Sejumlah warga antre membeli gas elpiji 3 kilogram di Cibodas, Kota Tangerang, Banten, Rabu (5/2/2025). Foto: Putra M. Akbar/ANTARA FOTO
Menteri Keuangan Purbaya Yudhi Sadewa dan Menteri ESDM Bahlil Lahadalia saling jawab karena data terkait subsidi LPG 3 kilogram.

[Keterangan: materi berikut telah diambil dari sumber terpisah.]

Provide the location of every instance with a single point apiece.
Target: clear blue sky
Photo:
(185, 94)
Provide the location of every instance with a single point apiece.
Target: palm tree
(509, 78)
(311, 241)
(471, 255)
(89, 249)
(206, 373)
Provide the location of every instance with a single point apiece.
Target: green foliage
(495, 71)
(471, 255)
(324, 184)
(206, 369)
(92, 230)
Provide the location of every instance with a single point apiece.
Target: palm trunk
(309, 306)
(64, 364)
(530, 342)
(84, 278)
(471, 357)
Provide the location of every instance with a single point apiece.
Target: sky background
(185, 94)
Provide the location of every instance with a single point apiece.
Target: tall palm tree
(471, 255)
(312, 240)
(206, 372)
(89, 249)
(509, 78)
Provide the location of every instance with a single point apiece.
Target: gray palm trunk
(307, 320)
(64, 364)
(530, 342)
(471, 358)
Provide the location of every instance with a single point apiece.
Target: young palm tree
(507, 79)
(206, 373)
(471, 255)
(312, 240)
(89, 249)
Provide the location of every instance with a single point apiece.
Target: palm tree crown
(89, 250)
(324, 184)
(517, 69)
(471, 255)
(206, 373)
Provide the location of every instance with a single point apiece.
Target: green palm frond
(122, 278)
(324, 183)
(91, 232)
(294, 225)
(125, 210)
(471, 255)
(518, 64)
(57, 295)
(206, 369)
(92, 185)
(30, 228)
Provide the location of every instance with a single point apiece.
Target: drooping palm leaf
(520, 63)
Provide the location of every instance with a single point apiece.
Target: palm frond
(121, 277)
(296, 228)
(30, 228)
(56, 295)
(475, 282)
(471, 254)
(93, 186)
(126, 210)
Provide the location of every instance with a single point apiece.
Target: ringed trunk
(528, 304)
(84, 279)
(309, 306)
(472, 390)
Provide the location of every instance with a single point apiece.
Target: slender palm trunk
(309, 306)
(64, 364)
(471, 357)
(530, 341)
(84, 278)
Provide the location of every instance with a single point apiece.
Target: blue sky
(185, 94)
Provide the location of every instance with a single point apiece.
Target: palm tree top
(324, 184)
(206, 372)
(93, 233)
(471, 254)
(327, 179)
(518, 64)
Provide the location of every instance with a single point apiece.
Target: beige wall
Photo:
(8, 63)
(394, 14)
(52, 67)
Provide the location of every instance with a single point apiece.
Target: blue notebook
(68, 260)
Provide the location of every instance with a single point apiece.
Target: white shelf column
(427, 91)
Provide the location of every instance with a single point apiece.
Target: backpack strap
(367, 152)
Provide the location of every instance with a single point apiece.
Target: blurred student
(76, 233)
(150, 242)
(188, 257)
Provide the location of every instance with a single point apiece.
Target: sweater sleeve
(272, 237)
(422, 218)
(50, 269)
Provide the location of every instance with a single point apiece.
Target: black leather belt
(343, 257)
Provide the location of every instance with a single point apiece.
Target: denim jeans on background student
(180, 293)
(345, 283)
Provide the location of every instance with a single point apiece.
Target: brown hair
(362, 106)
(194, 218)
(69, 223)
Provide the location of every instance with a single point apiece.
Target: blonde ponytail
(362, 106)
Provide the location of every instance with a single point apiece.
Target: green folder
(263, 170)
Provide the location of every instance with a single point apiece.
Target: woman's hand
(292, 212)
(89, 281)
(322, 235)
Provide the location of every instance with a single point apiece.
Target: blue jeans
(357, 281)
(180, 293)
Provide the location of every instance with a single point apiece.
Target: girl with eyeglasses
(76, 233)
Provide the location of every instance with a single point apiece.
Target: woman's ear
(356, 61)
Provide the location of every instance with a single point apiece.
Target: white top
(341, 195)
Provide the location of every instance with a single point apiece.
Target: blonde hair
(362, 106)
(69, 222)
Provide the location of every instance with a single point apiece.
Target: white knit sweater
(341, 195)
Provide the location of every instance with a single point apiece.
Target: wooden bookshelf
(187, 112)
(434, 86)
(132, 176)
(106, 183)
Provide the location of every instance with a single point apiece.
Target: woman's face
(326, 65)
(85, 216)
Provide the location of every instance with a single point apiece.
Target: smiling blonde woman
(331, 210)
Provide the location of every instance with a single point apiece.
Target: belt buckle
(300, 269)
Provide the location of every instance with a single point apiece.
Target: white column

Polemik ini bermula dari pernyataan Purbaya mengenai harga keekonomian barang yang disubsidi negara, termasuk LPG.
Pada 30 September 2025, saat rapat dengan Komisi XI DPR, Purbaya mengungkapkan selisih harga barang-barang subsidi yang selama ini ditanggung pemerintah.
Ia mencontohkan LPG 3 kilogram yang memiliki harga keekonomian Rp 42.750 per tabung, namun masyarakat hanya membayar Rp 12.750. Dengan demikian, pemerintah menanggung Rp 30.000 per tabung.
"Untuk LPG 3 kg, subsidi mencapai 70 persen dari harga keekonomian. Pola serupa terjadi pada listrik, solar, dan minyak tanah," jelas Purbaya.
Ia juga menyebut realisasi subsidi pada 2024 mencapai Rp 80,2 triliun dengan 41,5 juta pelanggan penerima manfaat.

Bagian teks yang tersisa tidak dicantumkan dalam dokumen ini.